By Doug Draper, Reporter's View
Columns - Feb 22, 2008

Protect public access to lakeshores

These cold, gray days of February may make it hard for many of us to imagine enjoying a walk, in short sleeves and sun glasses, along the shores of Lakes Erie or Ontario.

Yet for those of us who long for those moments, we may take comfort in knowing that we're really not all that far away from the warmer days of spring and summer when we can do that -- to the extent there is anywhere left along Niagara's shores of the Great Lakes we still have access to.

Thanks to more than half a century of provincial and municipal lethargy that continues to see buyouts of parks, nature sites and other lakeshore lands by private owners who proceed to slam fences and No Trespassing signs right down to the waterline, there are few places left for residents and visitors to our region to spend a few moments enjoying our Great Lakes unless they are willing to pay a fee at a toll gate.

The way things are now, we're rapidly approaching a time when there will be no place left for anyone to enjoy a few free moments, kicking a little sand between their toes along the shores of Lakes Erie or Ontario.
Thanks to the continued apathy or willing complicity of too many of our provincial, regional and local municipal leader, we're facing the day when a walk along Niagara's shores of the Great Lakes will be the exclusive right of those with the means to purchase a condominium or home in a gated community along the lakes' shores

That is why a private members' bill, being tabled in the provincial legislature this winter by Kim Craitor, a Liberal MPP for Niagara Falls, whose riding includes Fort Erie and Niagara-on-the-Lake, should draw the support of all of us who believe the Great Lakes are a public resource we not only have a responsibility to protect and preserve for present and future generations, but a right to enjoy.

Earlier this February, Craitor braved freezing winds sweeping off Lake Erie to walk whatever shoreline we -- the public -- still have access to with Stephen Passero, a Fort Erie resident and president of the Ontario Shorewalk Association. And it wasn't long before the pair was cut off by one of those makeshift fences, declaring an entire stretch of the beach, right down to the waterline, as the exclusive domain of someone living in a private house on the bluffs somewhere up above.

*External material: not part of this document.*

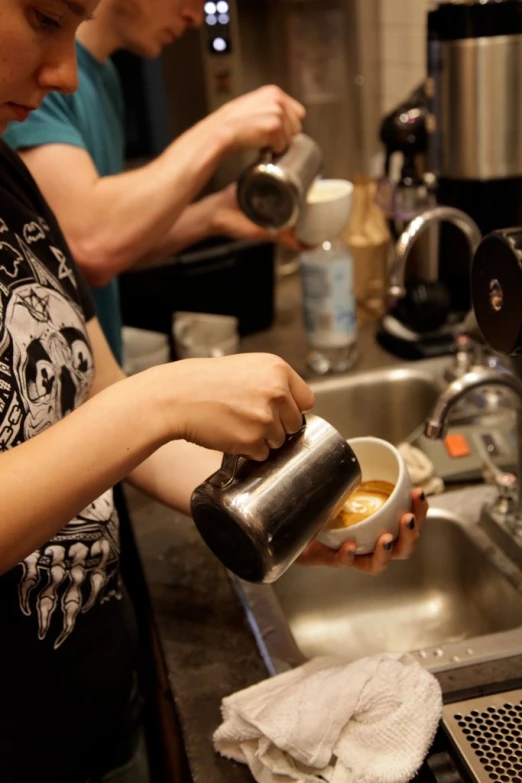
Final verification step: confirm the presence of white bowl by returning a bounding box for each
[295,179,353,247]
[317,437,412,555]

"It is not the right thing to do," said Craitor to a Niagara This Week reporter of one of many such barriers lakeshore owners have taken upon themselves to erect right down to the water, with little or no protest from others in our governments. "The public should have the right to walk the shoreline along our Great Lakes."

To that end, Craitor is tabling a private member's bill that is not about taking away any of the rights of owners of properties along our lakeshores to enjoy their properties. It is only about offering the rest of us the same rights available to people in many other jurisdictions along the Great Lakes, and Atlantic and Pacific ocean fronts, to have access to a few metres of sand or shale along the shoreline.

This is not the first time Craitor has tabled this bill. He tabled the same bill last year with little or no support from other members of the provincial legislature, or from regional or local municipalities in Niagara, with the result that the bill died when the legislature recessed for a provincial election.

This time, Premier Dalton McGuinty and his government should demonstrate the vision and courage to pass a bill that will ensure every member of the public has at least some access to the shores of one of the greatest natural resources in the world.

The fate of this bill should not only rest on support from the McGuinty government.

Support should also come from members of the opposition and from any and all representatives of our regional and local municipal governments who believe in at least some public access to the Great Lakes shores.

We've already seen too many shoreline areas lost or all but lost, from a popular old beach many locals remembered as "the sand hills" near the border of Port Colborne and Wainfleet, to the Easter Seals Lakewood Beach camp in Wainfleet and possibly a natural gem known as Marcy's Woods in Fort Erie.

Craitor's bill must be passed, not only for the sake of our own quality of life, but for the sake of Niagara as a destination for new residents and tourists to this region. We will all be poorer if we lose what little access we have left to our shorelines.